Le gouvernement veut augmenter la mobilisation des recettes intérieures tout en rationalisant les dépenses. Une stratégie de recettes à moyen terme doit notamment être adoptée en 2027 afin d’élargir les ressources disponibles pour financer les dépenses prioritaires.
L’effort budgétaire doit aussi porter sur la gestion de la dette publique, le suivi des arriérés intérieurs et la surveillance des entreprises publiques. Cette politique d’assainissement doit cependant être menée sans réduire la protection des populations les plus vulnérables.
Les autorités prévoient ainsi de consolider les filets sociaux, notamment à travers des transferts monétaires ciblés.
Le FMI entend également accompagner des réformes destinées à améliorer l’environnement des affaires et l’inclusion financière afin de donner davantage de place au secteur privé dans la croissance.
L’économie sénégalaise conserve, dans le même temps, une dynamique soutenue par les hydrocarbures.

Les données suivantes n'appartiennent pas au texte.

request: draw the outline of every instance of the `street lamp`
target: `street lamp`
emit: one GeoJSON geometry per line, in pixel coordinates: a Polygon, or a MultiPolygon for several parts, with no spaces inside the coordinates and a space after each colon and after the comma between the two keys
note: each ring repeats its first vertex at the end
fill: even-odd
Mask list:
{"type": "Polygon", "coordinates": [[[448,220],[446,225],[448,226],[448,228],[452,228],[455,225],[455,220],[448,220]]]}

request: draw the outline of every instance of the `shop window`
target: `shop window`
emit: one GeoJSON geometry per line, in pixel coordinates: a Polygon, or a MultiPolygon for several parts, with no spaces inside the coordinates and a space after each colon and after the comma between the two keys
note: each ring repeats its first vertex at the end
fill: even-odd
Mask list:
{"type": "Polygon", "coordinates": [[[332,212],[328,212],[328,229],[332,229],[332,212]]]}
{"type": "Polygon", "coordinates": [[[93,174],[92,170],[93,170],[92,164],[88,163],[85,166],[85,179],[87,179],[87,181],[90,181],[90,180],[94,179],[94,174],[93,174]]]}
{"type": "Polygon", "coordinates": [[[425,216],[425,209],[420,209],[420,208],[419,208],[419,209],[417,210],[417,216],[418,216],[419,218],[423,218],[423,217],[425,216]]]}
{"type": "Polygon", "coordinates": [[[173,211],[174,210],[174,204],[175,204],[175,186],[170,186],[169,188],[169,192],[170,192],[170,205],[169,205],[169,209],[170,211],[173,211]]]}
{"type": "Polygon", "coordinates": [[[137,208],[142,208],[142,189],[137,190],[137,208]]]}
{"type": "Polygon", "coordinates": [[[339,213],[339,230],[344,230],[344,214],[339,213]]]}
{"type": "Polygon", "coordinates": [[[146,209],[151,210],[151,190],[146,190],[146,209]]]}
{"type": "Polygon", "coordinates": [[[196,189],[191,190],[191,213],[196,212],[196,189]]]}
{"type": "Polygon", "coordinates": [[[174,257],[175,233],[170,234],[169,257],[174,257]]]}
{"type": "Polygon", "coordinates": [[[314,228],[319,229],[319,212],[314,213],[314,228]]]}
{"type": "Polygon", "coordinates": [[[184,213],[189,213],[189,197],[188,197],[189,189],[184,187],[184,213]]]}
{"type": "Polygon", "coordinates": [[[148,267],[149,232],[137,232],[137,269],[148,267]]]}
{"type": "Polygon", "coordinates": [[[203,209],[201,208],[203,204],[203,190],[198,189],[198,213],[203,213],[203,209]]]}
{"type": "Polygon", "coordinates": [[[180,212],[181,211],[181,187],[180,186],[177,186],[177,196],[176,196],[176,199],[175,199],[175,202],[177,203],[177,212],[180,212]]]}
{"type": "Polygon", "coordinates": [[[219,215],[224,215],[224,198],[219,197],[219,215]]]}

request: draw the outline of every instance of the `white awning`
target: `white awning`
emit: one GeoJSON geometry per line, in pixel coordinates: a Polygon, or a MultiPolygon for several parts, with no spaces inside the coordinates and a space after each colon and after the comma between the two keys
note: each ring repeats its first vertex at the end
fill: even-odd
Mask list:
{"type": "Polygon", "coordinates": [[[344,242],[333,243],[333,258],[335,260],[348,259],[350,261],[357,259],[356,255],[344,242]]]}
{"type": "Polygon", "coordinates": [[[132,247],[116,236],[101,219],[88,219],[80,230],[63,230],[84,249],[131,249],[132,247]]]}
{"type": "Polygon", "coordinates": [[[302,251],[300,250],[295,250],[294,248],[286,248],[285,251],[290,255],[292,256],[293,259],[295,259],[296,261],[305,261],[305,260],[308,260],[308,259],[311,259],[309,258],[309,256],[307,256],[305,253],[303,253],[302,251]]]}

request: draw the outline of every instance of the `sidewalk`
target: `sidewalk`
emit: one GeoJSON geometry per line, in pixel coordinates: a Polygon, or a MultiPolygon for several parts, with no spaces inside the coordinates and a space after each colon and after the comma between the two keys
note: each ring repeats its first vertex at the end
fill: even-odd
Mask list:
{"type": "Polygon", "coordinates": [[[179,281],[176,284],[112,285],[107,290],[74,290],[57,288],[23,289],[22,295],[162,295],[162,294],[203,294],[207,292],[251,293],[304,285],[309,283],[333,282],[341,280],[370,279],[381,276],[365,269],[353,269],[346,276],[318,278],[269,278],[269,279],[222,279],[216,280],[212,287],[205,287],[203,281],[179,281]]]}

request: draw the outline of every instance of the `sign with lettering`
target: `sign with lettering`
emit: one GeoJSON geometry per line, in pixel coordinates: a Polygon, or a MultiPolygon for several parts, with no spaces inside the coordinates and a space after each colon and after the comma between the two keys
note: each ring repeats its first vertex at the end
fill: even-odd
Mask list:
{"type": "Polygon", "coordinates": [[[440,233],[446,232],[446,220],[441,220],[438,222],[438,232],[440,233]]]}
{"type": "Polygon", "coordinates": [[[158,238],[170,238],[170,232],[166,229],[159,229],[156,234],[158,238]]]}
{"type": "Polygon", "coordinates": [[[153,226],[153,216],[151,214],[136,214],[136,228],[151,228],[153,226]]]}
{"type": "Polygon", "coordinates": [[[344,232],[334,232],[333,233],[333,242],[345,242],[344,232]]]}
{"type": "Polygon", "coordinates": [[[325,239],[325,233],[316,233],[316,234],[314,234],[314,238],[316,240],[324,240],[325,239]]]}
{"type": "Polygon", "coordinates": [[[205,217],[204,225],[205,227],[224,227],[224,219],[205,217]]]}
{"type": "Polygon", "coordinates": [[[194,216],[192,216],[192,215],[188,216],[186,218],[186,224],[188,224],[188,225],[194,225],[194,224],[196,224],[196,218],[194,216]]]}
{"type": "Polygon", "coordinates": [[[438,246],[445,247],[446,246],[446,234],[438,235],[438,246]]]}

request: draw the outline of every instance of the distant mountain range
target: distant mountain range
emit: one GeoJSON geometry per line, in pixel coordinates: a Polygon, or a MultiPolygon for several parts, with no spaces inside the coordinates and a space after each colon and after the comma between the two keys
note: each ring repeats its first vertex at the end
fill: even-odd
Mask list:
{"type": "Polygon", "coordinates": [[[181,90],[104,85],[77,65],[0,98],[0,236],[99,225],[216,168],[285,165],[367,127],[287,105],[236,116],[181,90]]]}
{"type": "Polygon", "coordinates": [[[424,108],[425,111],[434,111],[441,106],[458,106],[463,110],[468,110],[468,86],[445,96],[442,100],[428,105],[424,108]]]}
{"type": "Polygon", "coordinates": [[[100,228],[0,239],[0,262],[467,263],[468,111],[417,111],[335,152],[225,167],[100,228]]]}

La croissance a atteint 6,7 % en 2025, portée notamment par la première année complète de production pétrolière. Cette performance masque toutefois une progression plus faible de l’activité hors hydrocarbures, limitée à 2,2 % sur la même période.
Une amélioration s’est dessinée au premier trimestre 2026, avec une croissance hors hydrocarbures de 4,7 % en glissement annuel. L’inflation est, pour sa part, restée contenue à 1,4 % en 2025.
Le futur programme pourrait également servir de levier pour mobiliser des financements auprès de la Banque mondiale, de la Banque africaine de développement (BAD) et d’autres partenaires.
Pour Dakar, le véritable test sera la capacité du gouvernement à restaurer durablement la crédibilité des finances publiques, maîtriser l’endettement et transformer la croissance pétrolière en ressources budgétaires stables.
La solidité du programme dépendra ainsi moins du volume du financement obtenu que de la capacité du Sénégal à corriger ses fragilités budgétaires sans freiner l’activité hors hydrocarbures ni affaiblir les dépenses sociales.